Dear Wives,
This is like one of those open letter things that celebrities write to other celebrities to ride on their PR except I’m writing to all of you in one hit and you’re not famous. So then not an open letter at all. more an ode to an open letter? I digress. Let’s get down to business.
I’ve noticed an increase in the phenomenon of blaming the other woman when men cheat on their wives. I think it comes with the increase in mass hysteria over anything amplified on social media. The other woman did not do this to your marriage. A marriage we likely had no idea about at the beginning. Your husbands are cheats, chances are they are liars too.
Firstly, a number of you are under the misconception that every woman who is single is after your husband. This is far from the truth. The 5 top reasons are simple
- He has financial responsibilities that make him an unattractive prospect. Even if he has money some of that will ALWAYS go to you and the children first. That is not attractive.
- He can’t spend the night and therefore finish off what he started the night before. I don’t want to ever be rushed to orgasm because he has to go home to tuck in Junior or watch a school play.

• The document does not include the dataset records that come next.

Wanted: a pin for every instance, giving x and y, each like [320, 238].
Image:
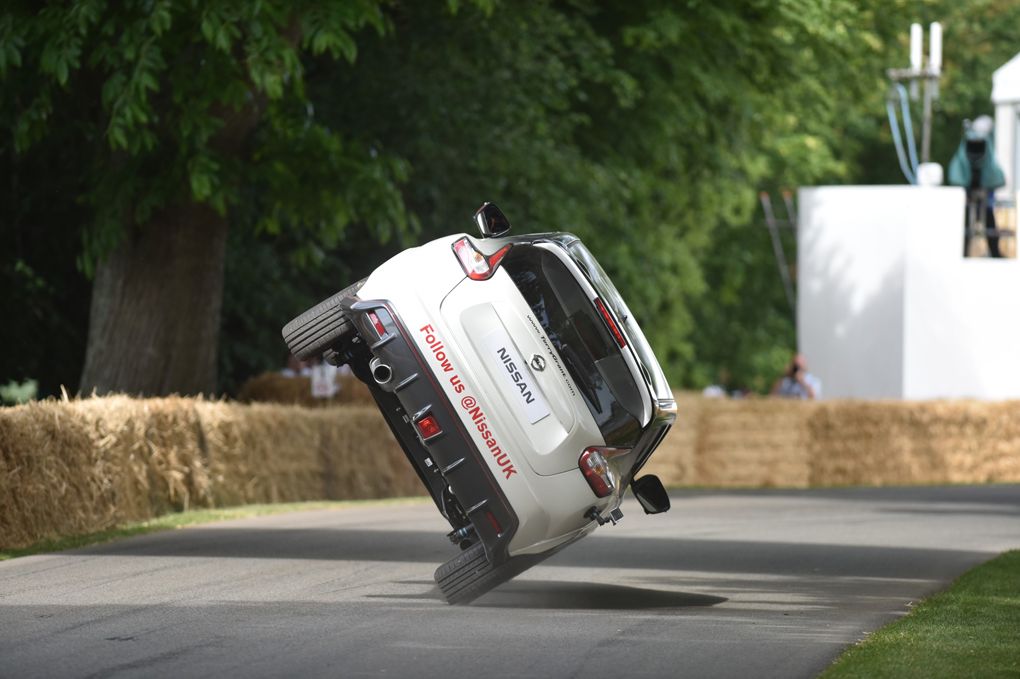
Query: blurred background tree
[298, 148]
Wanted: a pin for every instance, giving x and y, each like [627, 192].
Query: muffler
[381, 372]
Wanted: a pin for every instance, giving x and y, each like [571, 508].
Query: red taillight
[476, 265]
[495, 522]
[379, 327]
[610, 323]
[597, 471]
[427, 426]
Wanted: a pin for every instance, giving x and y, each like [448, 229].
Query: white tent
[1006, 97]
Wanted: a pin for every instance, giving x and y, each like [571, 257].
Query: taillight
[427, 426]
[377, 323]
[476, 265]
[595, 466]
[610, 323]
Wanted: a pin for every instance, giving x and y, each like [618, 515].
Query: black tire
[321, 327]
[469, 574]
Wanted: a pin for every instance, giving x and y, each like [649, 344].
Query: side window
[581, 340]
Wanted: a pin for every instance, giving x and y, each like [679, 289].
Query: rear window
[582, 341]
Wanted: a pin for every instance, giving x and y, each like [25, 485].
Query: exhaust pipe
[381, 373]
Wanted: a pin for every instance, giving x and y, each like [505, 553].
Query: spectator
[798, 382]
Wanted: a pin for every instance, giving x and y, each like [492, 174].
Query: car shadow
[572, 595]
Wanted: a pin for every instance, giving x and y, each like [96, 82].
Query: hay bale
[274, 387]
[73, 467]
[902, 442]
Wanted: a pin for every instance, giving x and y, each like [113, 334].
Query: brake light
[597, 471]
[377, 323]
[428, 427]
[476, 265]
[495, 523]
[610, 323]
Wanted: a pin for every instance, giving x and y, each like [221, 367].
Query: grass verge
[972, 629]
[191, 518]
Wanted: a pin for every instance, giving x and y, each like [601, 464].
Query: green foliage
[971, 629]
[167, 95]
[13, 393]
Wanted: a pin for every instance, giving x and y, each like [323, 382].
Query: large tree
[183, 113]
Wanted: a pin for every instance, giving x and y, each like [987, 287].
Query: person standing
[797, 382]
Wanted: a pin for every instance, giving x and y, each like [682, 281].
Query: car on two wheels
[517, 382]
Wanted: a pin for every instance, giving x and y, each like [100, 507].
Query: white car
[517, 382]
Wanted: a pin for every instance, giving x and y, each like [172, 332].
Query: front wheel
[320, 328]
[470, 574]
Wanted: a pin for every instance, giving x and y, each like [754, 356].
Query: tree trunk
[154, 320]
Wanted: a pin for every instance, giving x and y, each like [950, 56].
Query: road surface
[727, 584]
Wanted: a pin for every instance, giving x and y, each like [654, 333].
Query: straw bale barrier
[80, 466]
[297, 390]
[74, 467]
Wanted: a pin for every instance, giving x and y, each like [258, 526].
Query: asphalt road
[726, 584]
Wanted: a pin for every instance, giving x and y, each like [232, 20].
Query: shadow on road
[568, 595]
[601, 551]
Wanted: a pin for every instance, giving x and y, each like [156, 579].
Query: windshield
[606, 289]
[581, 340]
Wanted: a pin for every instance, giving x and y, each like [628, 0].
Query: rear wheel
[320, 328]
[470, 574]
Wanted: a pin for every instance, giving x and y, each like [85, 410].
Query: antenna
[921, 73]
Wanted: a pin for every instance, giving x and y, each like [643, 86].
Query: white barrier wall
[887, 306]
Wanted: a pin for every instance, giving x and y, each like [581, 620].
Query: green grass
[191, 518]
[972, 629]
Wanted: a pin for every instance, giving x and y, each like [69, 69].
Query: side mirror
[651, 494]
[491, 220]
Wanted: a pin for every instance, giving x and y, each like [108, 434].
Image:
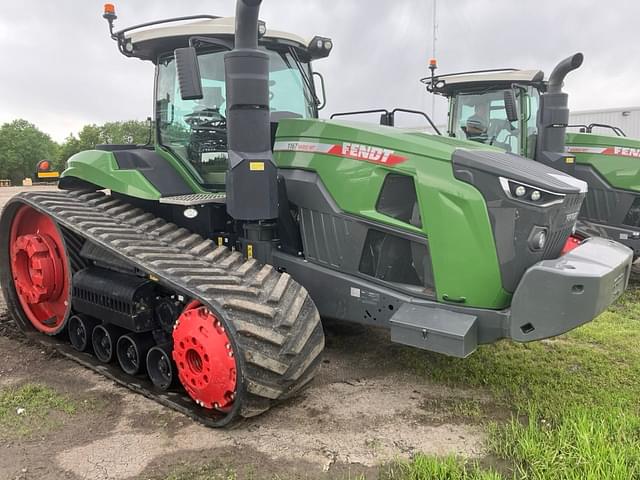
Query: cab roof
[148, 41]
[449, 84]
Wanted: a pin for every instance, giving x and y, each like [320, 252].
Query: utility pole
[433, 50]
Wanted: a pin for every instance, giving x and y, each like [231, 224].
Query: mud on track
[362, 410]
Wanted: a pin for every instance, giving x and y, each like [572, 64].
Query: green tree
[22, 146]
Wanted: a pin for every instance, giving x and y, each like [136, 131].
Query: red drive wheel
[204, 357]
[40, 270]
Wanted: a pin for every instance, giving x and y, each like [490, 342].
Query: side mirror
[165, 112]
[323, 102]
[387, 119]
[188, 73]
[510, 105]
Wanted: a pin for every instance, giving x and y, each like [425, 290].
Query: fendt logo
[613, 151]
[369, 153]
[625, 151]
[354, 151]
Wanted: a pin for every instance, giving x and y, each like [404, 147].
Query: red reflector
[572, 242]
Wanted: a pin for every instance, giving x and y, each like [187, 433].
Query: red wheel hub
[205, 358]
[40, 270]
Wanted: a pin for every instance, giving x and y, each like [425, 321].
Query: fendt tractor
[196, 270]
[521, 112]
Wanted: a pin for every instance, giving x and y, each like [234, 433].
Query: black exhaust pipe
[556, 79]
[252, 176]
[553, 117]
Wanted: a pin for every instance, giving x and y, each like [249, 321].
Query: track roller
[80, 329]
[104, 340]
[160, 367]
[131, 351]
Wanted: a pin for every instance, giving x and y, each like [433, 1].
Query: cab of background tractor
[522, 113]
[496, 107]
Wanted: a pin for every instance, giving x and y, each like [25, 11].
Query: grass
[575, 402]
[31, 408]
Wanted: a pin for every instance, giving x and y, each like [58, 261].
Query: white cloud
[60, 70]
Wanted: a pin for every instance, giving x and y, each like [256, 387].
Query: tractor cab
[494, 107]
[194, 130]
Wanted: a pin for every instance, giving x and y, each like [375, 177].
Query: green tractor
[521, 112]
[201, 277]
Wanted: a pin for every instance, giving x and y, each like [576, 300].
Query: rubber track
[271, 319]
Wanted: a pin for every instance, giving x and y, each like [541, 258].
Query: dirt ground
[361, 411]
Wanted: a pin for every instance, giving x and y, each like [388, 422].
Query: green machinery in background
[521, 112]
[201, 277]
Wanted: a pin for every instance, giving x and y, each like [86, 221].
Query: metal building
[626, 118]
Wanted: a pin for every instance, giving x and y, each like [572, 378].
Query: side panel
[454, 214]
[136, 172]
[100, 168]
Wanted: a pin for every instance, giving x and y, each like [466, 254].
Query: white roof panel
[219, 26]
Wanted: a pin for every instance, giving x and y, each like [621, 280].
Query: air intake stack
[252, 192]
[553, 116]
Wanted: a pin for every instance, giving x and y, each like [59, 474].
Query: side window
[398, 199]
[398, 260]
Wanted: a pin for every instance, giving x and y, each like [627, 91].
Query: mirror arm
[322, 89]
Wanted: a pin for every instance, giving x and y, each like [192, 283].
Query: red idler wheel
[40, 270]
[204, 357]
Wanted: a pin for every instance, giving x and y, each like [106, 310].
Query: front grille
[555, 242]
[558, 236]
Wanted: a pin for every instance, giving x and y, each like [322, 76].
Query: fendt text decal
[614, 151]
[355, 151]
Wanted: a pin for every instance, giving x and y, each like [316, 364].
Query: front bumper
[555, 296]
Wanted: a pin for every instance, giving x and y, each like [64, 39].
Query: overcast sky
[60, 70]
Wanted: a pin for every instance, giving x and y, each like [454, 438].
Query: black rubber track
[271, 320]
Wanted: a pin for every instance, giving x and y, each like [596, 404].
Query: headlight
[529, 194]
[538, 238]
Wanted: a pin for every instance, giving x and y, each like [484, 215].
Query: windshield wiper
[305, 78]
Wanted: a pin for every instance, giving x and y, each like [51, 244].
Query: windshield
[195, 130]
[482, 117]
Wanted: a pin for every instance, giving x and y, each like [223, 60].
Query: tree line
[23, 145]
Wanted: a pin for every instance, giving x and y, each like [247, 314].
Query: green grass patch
[32, 408]
[424, 467]
[575, 401]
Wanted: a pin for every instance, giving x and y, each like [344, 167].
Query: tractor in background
[201, 276]
[523, 113]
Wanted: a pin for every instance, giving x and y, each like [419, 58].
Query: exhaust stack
[252, 176]
[553, 116]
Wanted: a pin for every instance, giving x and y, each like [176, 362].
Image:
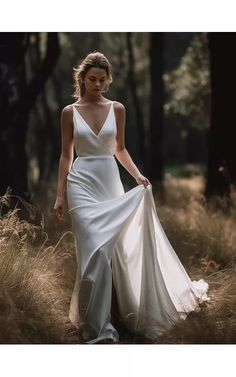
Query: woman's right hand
[58, 208]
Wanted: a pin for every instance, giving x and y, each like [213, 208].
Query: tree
[17, 98]
[154, 163]
[222, 132]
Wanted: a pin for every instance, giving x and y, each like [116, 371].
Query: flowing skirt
[153, 289]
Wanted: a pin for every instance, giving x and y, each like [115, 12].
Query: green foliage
[188, 85]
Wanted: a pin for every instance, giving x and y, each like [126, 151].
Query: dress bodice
[87, 142]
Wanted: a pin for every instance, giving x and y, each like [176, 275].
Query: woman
[153, 289]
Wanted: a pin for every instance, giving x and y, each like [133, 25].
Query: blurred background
[179, 92]
[177, 89]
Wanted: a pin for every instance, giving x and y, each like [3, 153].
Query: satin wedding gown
[119, 234]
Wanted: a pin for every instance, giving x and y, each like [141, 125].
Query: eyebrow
[103, 77]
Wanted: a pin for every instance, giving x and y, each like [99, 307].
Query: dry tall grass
[37, 272]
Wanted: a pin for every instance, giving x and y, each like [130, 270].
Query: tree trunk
[222, 132]
[155, 140]
[16, 101]
[137, 105]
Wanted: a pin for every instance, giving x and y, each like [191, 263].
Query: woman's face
[95, 80]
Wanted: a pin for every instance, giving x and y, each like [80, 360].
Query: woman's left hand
[141, 180]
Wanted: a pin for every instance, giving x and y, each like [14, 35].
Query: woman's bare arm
[121, 152]
[66, 158]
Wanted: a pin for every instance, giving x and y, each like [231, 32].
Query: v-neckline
[86, 123]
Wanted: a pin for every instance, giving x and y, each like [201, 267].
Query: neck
[91, 98]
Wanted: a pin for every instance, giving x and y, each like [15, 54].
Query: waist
[95, 157]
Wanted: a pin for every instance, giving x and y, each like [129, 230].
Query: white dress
[153, 289]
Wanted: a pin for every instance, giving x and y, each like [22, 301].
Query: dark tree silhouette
[17, 98]
[154, 166]
[222, 132]
[133, 88]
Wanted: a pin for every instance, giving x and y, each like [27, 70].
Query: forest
[178, 91]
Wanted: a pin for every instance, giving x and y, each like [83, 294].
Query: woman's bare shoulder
[119, 107]
[67, 110]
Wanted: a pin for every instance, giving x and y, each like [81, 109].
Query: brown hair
[95, 59]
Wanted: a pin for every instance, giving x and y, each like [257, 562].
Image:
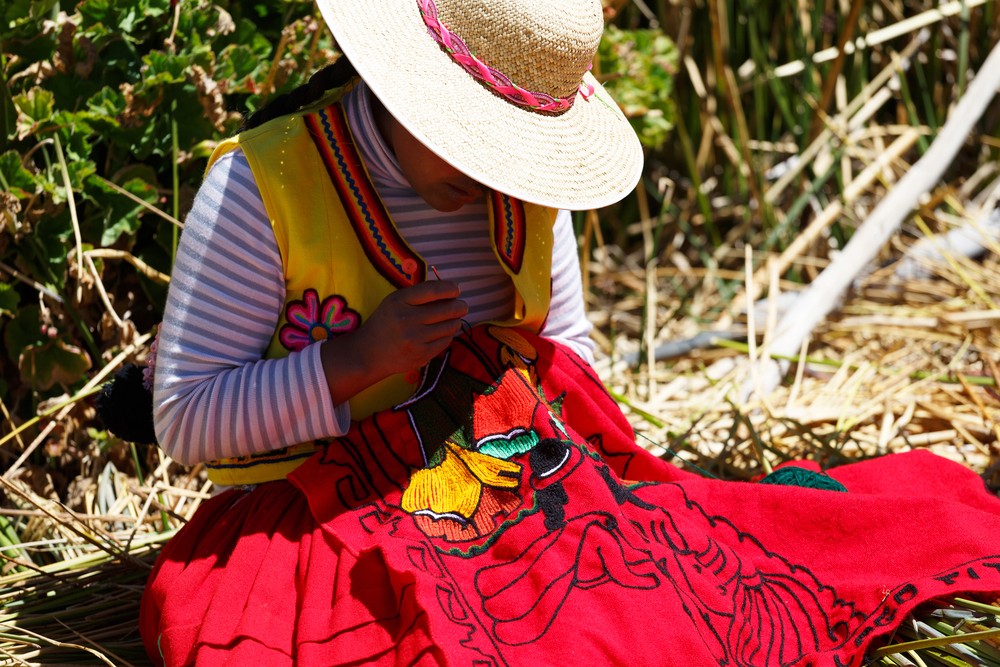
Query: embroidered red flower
[310, 321]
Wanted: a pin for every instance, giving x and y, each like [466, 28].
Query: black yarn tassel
[126, 407]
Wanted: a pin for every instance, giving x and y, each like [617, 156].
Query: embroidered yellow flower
[453, 489]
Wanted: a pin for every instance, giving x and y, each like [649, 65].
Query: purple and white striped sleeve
[567, 322]
[214, 397]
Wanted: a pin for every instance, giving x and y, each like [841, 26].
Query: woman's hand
[409, 328]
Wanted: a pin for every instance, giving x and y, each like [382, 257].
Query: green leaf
[8, 114]
[35, 107]
[9, 298]
[645, 62]
[237, 63]
[97, 11]
[78, 172]
[156, 64]
[22, 183]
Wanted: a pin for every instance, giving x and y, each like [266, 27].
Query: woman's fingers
[430, 290]
[441, 330]
[441, 311]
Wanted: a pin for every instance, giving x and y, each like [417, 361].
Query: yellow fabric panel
[320, 250]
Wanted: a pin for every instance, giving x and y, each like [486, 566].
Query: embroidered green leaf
[502, 448]
[20, 182]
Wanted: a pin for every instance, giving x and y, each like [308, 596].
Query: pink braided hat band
[497, 80]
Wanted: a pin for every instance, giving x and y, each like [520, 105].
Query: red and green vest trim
[383, 245]
[509, 229]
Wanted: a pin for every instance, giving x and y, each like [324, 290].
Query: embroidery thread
[310, 321]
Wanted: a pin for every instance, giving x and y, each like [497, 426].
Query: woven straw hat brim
[585, 157]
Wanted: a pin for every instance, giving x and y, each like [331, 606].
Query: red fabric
[561, 544]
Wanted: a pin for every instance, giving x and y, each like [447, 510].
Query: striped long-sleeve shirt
[215, 397]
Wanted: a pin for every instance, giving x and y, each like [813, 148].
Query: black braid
[328, 78]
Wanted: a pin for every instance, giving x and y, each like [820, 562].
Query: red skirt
[504, 516]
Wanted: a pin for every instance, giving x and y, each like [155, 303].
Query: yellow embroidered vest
[342, 255]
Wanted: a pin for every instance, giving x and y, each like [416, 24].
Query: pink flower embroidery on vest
[310, 321]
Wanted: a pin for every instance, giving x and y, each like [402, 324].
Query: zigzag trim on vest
[379, 237]
[509, 229]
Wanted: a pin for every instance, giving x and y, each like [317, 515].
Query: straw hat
[516, 108]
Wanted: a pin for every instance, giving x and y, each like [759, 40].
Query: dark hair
[328, 78]
[126, 406]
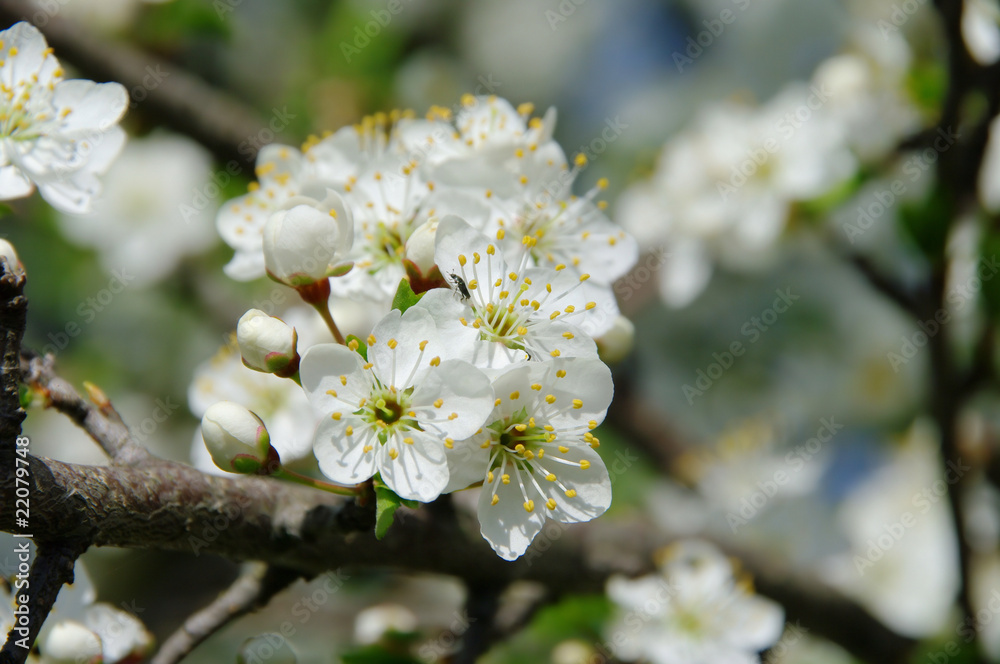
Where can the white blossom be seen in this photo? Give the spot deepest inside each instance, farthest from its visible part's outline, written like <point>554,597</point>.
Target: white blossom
<point>395,413</point>
<point>536,455</point>
<point>697,610</point>
<point>56,134</point>
<point>145,222</point>
<point>506,315</point>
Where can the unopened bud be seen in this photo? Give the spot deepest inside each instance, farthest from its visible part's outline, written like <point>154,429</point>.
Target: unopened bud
<point>267,344</point>
<point>236,438</point>
<point>615,344</point>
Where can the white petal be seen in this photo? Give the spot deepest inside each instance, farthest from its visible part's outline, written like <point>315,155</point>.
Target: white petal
<point>466,399</point>
<point>507,526</point>
<point>343,458</point>
<point>420,469</point>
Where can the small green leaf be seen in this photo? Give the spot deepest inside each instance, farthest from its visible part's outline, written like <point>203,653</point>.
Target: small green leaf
<point>405,297</point>
<point>362,349</point>
<point>386,504</point>
<point>926,221</point>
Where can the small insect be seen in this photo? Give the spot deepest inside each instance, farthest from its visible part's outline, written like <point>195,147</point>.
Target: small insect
<point>460,285</point>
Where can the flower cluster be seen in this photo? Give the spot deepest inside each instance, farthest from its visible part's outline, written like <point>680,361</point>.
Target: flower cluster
<point>56,134</point>
<point>485,371</point>
<point>726,188</point>
<point>699,610</point>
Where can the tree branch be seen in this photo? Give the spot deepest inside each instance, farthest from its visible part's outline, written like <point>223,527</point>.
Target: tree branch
<point>102,422</point>
<point>173,97</point>
<point>251,591</point>
<point>51,568</point>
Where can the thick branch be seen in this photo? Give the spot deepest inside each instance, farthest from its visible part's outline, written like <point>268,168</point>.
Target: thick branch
<point>252,590</point>
<point>174,507</point>
<point>13,318</point>
<point>173,97</point>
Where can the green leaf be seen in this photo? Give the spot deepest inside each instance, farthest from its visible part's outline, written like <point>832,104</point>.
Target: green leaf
<point>405,297</point>
<point>990,254</point>
<point>926,222</point>
<point>362,348</point>
<point>377,654</point>
<point>386,504</point>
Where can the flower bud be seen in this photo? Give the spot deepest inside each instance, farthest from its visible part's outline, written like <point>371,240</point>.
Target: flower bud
<point>303,244</point>
<point>237,439</point>
<point>420,246</point>
<point>69,642</point>
<point>7,251</point>
<point>270,648</point>
<point>267,344</point>
<point>615,344</point>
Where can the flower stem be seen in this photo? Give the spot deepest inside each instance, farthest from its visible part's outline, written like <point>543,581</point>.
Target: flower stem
<point>324,312</point>
<point>291,476</point>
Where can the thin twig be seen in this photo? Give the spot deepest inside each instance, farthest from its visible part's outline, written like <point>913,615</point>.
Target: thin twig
<point>102,422</point>
<point>52,567</point>
<point>251,591</point>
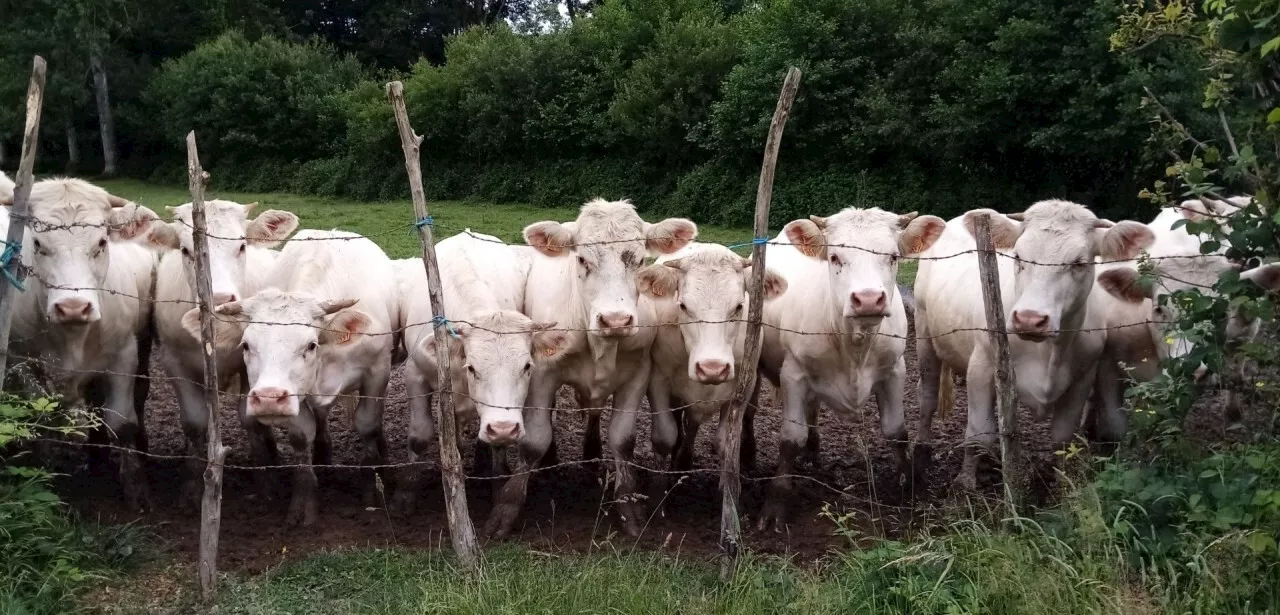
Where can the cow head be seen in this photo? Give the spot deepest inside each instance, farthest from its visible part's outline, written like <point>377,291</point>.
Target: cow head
<point>608,242</point>
<point>231,235</point>
<point>295,345</point>
<point>1055,245</point>
<point>1180,273</point>
<point>862,249</point>
<point>68,244</point>
<point>709,286</point>
<point>492,359</point>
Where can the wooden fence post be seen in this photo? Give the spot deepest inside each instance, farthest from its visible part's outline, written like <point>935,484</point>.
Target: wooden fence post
<point>731,483</point>
<point>211,505</point>
<point>461,531</point>
<point>1006,395</point>
<point>12,259</point>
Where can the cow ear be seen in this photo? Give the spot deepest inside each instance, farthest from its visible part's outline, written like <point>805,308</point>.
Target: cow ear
<point>549,345</point>
<point>1265,276</point>
<point>775,285</point>
<point>1124,241</point>
<point>808,237</point>
<point>919,235</point>
<point>1125,285</point>
<point>344,327</point>
<point>658,281</point>
<point>670,235</point>
<point>549,237</point>
<point>129,222</point>
<point>228,326</point>
<point>1004,229</point>
<point>270,227</point>
<point>163,236</point>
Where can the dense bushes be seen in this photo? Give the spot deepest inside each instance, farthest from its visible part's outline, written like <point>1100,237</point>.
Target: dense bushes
<point>935,105</point>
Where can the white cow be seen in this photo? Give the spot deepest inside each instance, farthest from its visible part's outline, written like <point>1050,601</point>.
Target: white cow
<point>86,303</point>
<point>494,350</point>
<point>584,277</point>
<point>839,333</point>
<point>321,329</point>
<point>240,263</point>
<point>1047,273</point>
<point>699,297</point>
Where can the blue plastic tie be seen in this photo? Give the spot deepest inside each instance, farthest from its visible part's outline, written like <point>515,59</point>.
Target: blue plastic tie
<point>9,253</point>
<point>425,222</point>
<point>758,241</point>
<point>444,322</point>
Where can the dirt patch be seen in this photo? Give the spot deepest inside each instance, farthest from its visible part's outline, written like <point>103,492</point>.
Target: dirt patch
<point>567,508</point>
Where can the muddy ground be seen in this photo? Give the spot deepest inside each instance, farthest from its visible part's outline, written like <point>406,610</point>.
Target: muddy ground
<point>567,508</point>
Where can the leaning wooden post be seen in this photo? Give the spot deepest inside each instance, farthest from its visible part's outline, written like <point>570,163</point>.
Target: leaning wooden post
<point>461,531</point>
<point>731,483</point>
<point>211,505</point>
<point>10,260</point>
<point>1006,396</point>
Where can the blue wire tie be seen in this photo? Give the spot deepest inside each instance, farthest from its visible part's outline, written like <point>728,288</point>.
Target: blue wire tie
<point>758,241</point>
<point>425,222</point>
<point>444,322</point>
<point>9,253</point>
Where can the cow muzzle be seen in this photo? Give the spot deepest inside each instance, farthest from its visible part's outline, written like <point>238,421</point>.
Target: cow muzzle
<point>74,310</point>
<point>1031,326</point>
<point>272,402</point>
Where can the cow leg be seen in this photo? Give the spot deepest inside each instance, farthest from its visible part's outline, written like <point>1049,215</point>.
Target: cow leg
<point>592,447</point>
<point>1109,417</point>
<point>928,386</point>
<point>888,400</point>
<point>369,426</point>
<point>533,447</point>
<point>421,433</point>
<point>795,431</point>
<point>302,436</point>
<point>982,429</point>
<point>142,382</point>
<point>122,422</point>
<point>195,427</point>
<point>622,442</point>
<point>533,450</point>
<point>664,434</point>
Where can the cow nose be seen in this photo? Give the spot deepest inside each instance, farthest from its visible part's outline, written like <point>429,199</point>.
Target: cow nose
<point>1031,322</point>
<point>502,432</point>
<point>269,400</point>
<point>712,372</point>
<point>868,303</point>
<point>616,320</point>
<point>73,310</point>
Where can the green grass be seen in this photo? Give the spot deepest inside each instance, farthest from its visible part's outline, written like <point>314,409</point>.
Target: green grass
<point>388,223</point>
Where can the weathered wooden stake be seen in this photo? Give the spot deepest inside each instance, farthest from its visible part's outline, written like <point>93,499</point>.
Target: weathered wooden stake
<point>211,505</point>
<point>461,531</point>
<point>13,269</point>
<point>731,483</point>
<point>1006,396</point>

- He can’t leave the country for months at a time because that would be suspicious even to you who seemingly don’t feel the need to monitor where he is.
- He’s a self-employed part timer so no matter how sweet his sweet talk is it’s on his time and never when we are tipsy and horny. Where’s the fun in that?
- He’s married. His whole family, friends and work people know that he’s married and it isn’t to us so, we aren’t about to be treated with any kind of respect when we meet these people.
I’m tired of you as wives acting like victims who have been hurt by mistresses or side pieces or whatever you call us. Instead you should be angry with your husbands who are the ones with a legal, moral and emotional obligation to you. Most of the time we don’t know you. We don’t want to know you and we have no responsibility to care about you and your emotions. Our job is to take care of ourselves. Dating is hard enough without having to think about another woman. It’s like being in a REALLY bad 3sum where you don’t even get to play out that college lesbian fantasy. Nothing in it for us.
We are all selfish and want a man of our own. We don’t want your man because your man has baggage and can’t be trusted, clearly. We want Noah in the Notebook or, Jack in Brokeback Mountain. We don’t want a half arsed man who will undoubtedly cheat as that’s what he does.
Now I know you can’t be mad at him because then you would have to accept that he’s not perfect and then you would have to fix him. Or leave him and you don’t want to face that possibility. We are an easy target for your emotional outpouring. We get it. It’s much easier to vilify someone else who will disappear over time (pregnancies not included). But this is unreasonable. We are not your husbands. Blame the person responsible for fucking up. The cheat? We aren’t cheating on you.
Most single women spend a lot of their time avoiding your husbands. We try hard to ensure that he’s available at the beginning but they’re slimely little fekkers. Check their whatsapp and facebook. Don’t check ours.
So let’s stop with the bashing of the other woman. Nobody chased your man down and made him pull his dick out. He’s a man. Even if a woman was to do this he can say no.